Der Bereich des Crowdworking am Arbeitsmarkt wächst. Crowdworker übernehmen über eine Plattform im Internet Aufträge und stocken ihr Einkommen mit „Mikrojobs“ auf. Streitig ist die Arbeitnehmereigenschaft der Crowdworker.
Das Bundesarbeitsgericht hat nun mit Urteil vom 1. Dezember 2020 entschieden, dass ggf. ein Arbeitsverhältnis zwischen dem Betreiber und Anbieter der Online-Plattform (Crowdsourcer) und dem Beschäftigten (Crowdworker) bestehen kann (Az.: 9 AZR 102/20).
Weisungsgebundene, fremdbestimmte Tätigkeit
Das BAG führte aus, dass der Status der Arbeitnehmereigenschaft nach § 611a BGB davon abhängt, ob der Beschäftigte eine weisungsgebundene, fremdbestimmte Arbeit in persönlicher Abhängigkeit ausführt. Handelt es sich bei der tatsächlichen Durchführung der Tätigkeit um ein Arbeitsverhältnis, kommt es auf die Bezeichnung im Vertrag zwischen Crowdsourcer und Crowdworker nicht mehr an. Die Gesamtwürdigung aller Umstände kann dann ergeben, dass der Crowdworker als Arbeitnehmer anzusehen ist, so das BAG.

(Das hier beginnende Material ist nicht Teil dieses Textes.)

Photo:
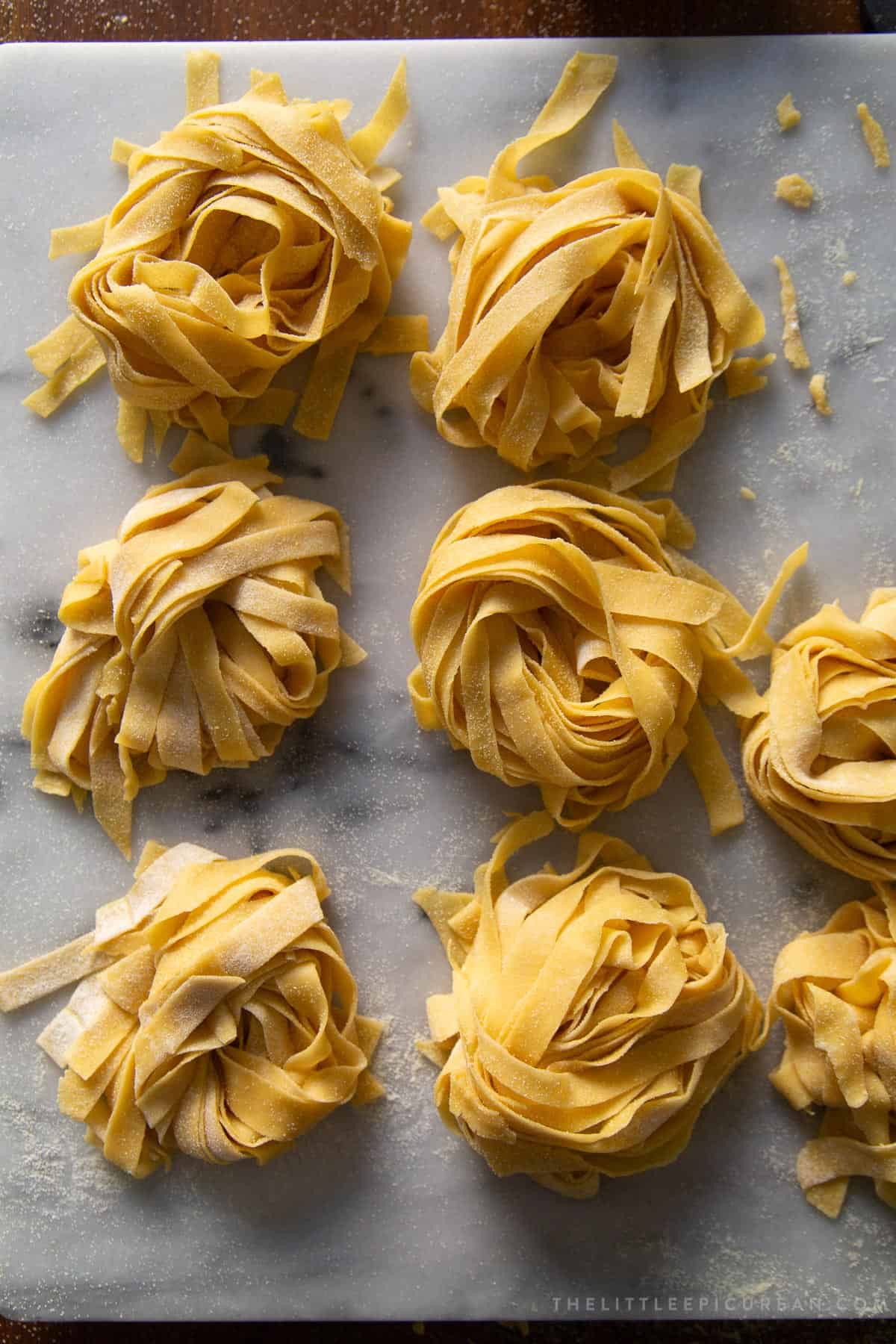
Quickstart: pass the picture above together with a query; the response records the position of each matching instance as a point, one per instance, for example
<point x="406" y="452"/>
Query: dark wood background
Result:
<point x="196" y="20"/>
<point x="155" y="20"/>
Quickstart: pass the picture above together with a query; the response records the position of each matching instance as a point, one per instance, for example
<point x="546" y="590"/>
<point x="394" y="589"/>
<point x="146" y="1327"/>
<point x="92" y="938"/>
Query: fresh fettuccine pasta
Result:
<point x="821" y="756"/>
<point x="593" y="1014"/>
<point x="563" y="643"/>
<point x="836" y="995"/>
<point x="193" y="640"/>
<point x="579" y="311"/>
<point x="215" y="1012"/>
<point x="250" y="233"/>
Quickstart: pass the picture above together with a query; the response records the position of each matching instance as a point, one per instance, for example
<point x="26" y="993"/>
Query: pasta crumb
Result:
<point x="818" y="393"/>
<point x="875" y="137"/>
<point x="788" y="114"/>
<point x="791" y="337"/>
<point x="794" y="190"/>
<point x="743" y="376"/>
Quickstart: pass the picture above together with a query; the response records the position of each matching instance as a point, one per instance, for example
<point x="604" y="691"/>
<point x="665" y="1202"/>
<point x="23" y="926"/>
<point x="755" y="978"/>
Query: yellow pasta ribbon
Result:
<point x="563" y="643"/>
<point x="836" y="995"/>
<point x="225" y="1021"/>
<point x="250" y="233"/>
<point x="579" y="311"/>
<point x="593" y="1014"/>
<point x="193" y="640"/>
<point x="820" y="757"/>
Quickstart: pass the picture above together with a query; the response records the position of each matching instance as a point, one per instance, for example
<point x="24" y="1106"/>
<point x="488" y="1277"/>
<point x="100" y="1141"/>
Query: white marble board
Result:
<point x="382" y="1213"/>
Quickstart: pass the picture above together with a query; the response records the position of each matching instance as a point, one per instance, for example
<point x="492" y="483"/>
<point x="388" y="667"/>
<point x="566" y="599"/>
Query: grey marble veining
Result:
<point x="381" y="1213"/>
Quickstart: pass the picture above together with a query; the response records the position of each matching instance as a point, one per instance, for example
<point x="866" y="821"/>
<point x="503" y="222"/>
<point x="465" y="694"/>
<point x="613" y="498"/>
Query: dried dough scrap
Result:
<point x="788" y="116"/>
<point x="247" y="234"/>
<point x="818" y="393"/>
<point x="579" y="311"/>
<point x="217" y="1016"/>
<point x="821" y="756"/>
<point x="791" y="337"/>
<point x="193" y="640"/>
<point x="836" y="994"/>
<point x="593" y="1014"/>
<point x="563" y="644"/>
<point x="743" y="376"/>
<point x="875" y="137"/>
<point x="795" y="191"/>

Knapp 3.000 Aufträge nach genauen Vorgaben
Der beklagte Anbieter in dem zu Grunde liegenden Fall bot auf Grundlage einer Basis-Vereinbarung und Allgemeiner Geschäftsbedingungen (AGB) Mikrojobs über eine Online-Plattform an. Über eine App konnten Crowdworker die Aufträge annehmen, ohne vertraglich dazu verpflichtet gewesen zu sein. Mit der Anzahl erledigter Aufträge erhöhte sich dabei das Level und gestattet die gleichzeitige Annahme mehrerer Aufträge. Der Kläger hatte so knapp 3.000 Aufträge innerhalb von 11 Monaten angenommen und sie nach detaillierten Vorgaben des Crowdsourcers erledigt. Schließlich wollte ihm der Anbieter keine Aufträge mehr geben.
Dadurch wollte der Crowdsourcer künftige Unstimmigkeiten vermeiden und erreichte das Gegenteil. Der Crowdworker klagte und verlangte die Feststellung, dass ein unbefristetes Arbeitsverhältnis besteht. Gleichzeitig forderte er Vergütungsansprüche und wehrte sich gegen eine hilfsweise erfolgte Kündigung durch den Anbieter.
BAG sieht Arbeitsverhältnis
Die Klage hatte vor dem BAG teilweise Erfolg. Nachdem die Vorinstanzen noch die Arbeitnehmereigenschaft des Klägers abgewiesen hatten, lag nach Ansicht der Erfurter Richter ein Arbeitsverhältnis vor. Der Kläger habe die Aufträge weisungsgebunden, fremdbestimmt und in persönlicher Abhängigkeit erledigt. Ort, Zeit und Inhalt der Tätigkeit habe er dabei nicht frei gestalten können. In der Gesamtwürdigung sei die Tätigkeit des Klägers arbeitnehmertypisch. Dagegen spreche auch nicht, dass er vertraglich nicht zur Abnahme von Aufträgen verpflichtet gewesen sei, so das BAG. Die gesamte Organisationsstruktur des Anbieters sei darauf ausgelegt gewesen, die Crowdworker zur kontinuierlichen Annahme von Aufträgen zu motivieren und zu belohnen, führte das BAG aus. Durch dieses Anreizsystem sei der Kläger dazu veranlasst worden, kontinuierlich Kontrolltätigkeiten zu erledigen. Deshalb sei er als Crowdworker in diesem Fall als Arbeitnehmer zu qualifizieren. Die Kündigung hielt das BAG jedoch für wirksam, hinsichtlich der Vergütungsansprüche verwies es den Rechtsstreit an das Landesarbeitsgericht zurück.
Von der Einstufung eines Crowdworkers als Arbeitnehmer hängt viel ab. So zum Beispiel Sozialversicherung, Urlaubsansprüche oder Kündigungsschutz. Das BAG hat zwar vorliegend eine Einzelfallentscheidung getroffen, aber mit dem Urteil klargestellt, dass Crowdworking faktisch ein Arbeitsverhältnis darstellen kann. Plattform-Anbieter müssen also genau darauf achten, wie sie ihr Angebot organisieren und insbesondere enge Bindungen mit Crowdworkern und detaillierte Vorgaben bei der Auftragsausführung überdenken.